Tuesday, June 07, 2011

Recreating radical London

I came across a pile of newspapers when I was doing some tidying up on Sunday, somehow hadn’t got around to reading them & putting them in the recycling.

Well they date from last Christmas, when we had Weather to cope with on top of all the usual.

And so I have only just read an intriguing report from Rhys Blakely in Mumbai.

It tells of a house newly constructed in Mandvi, Gujerat in memory of Shyami Krishna Varma, the radical, Oxford educated lawyer who lived in London in the early years of the 20th century, a replica of a substantial house at 65, Cromwell Avenue in London’s Highgate – except that the red brick exterior is painted pink (“the navy blue of India”*). Varma bought it in 1905 to be a hostel for Indian students & a place where they could be radicalised as anti-colonial nationalists. He gave it the name India House. Gandhi visited it in 1906.

Varma left Britain in 1909 after one of his followers, Madan Lal Dhingra, assassinated Sir Curzon Wyllie at the Imperial Institute in South Kensington.

Two points to take from this story – England has, historically, taken a rather relaxed attitude towards foreign radicals, be they visitors, political refugees or living in her midst, most often regarding them as falling somewhere along a line from lunatic to incompetent clown, but sometimes as heroes fighting against injustice or oppression at home.

Those attitudes will turn, all sympathy will be lost, the moment the threat directly affects even just one of us.
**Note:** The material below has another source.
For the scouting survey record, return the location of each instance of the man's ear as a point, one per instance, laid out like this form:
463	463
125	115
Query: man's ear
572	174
And then life can & will get very uncomfortable for those who are regarded as ‘one of them’.

Hence the national panic against the Irish who had been living in our midst who suddenly seemed all to be Fenians after the murder of Police Sergeant Brett in Manchester, & the way that Scotland Yard made life in Highgate’s India House uncomfortable after the assassination of Wyllie.
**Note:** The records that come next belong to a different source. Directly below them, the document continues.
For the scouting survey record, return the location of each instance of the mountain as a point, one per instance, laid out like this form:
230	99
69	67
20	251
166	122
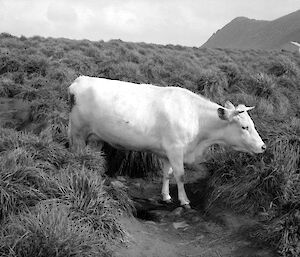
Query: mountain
245	33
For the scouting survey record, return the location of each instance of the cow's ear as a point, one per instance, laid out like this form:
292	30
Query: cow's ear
222	114
229	105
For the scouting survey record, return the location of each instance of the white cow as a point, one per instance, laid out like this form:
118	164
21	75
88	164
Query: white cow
172	122
296	44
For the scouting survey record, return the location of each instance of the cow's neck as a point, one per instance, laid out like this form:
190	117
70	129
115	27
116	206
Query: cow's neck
211	131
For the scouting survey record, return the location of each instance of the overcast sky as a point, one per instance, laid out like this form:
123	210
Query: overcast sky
184	22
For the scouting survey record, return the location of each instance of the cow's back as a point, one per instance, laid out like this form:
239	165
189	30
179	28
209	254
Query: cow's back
139	117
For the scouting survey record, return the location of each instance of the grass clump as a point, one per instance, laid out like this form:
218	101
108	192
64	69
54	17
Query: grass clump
48	230
23	183
266	186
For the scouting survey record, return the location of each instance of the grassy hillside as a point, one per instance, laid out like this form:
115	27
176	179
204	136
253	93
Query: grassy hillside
41	181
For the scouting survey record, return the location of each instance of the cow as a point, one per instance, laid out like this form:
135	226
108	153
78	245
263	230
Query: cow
296	44
172	122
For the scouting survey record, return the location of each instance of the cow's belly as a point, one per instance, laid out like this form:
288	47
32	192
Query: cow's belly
125	137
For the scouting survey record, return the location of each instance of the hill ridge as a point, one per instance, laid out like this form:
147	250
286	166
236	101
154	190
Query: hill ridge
246	33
The other thing that can turn the authorities against a radical is any sign that they are becoming too popular with the populace – even if the exasperation is just with the need to provide crowd control & protection from those foreigners ‘on the other side’ who might try to make their point through an assassination on English soil.

The second point is that these incidents will be remembered by the other side long after we have forgotten about them, or at least ceased to talk about them.

And I cannot think of a previous example where the government has taken it upon itself to instruct universities to police or control discussion on their premises of these ‘extreme’ ideas, to adjudicate between the correct & mistaken interpretations of a religion other than the one to which they themselves cleave.

The architect of the Mandvi house is called Hiren Gandhi.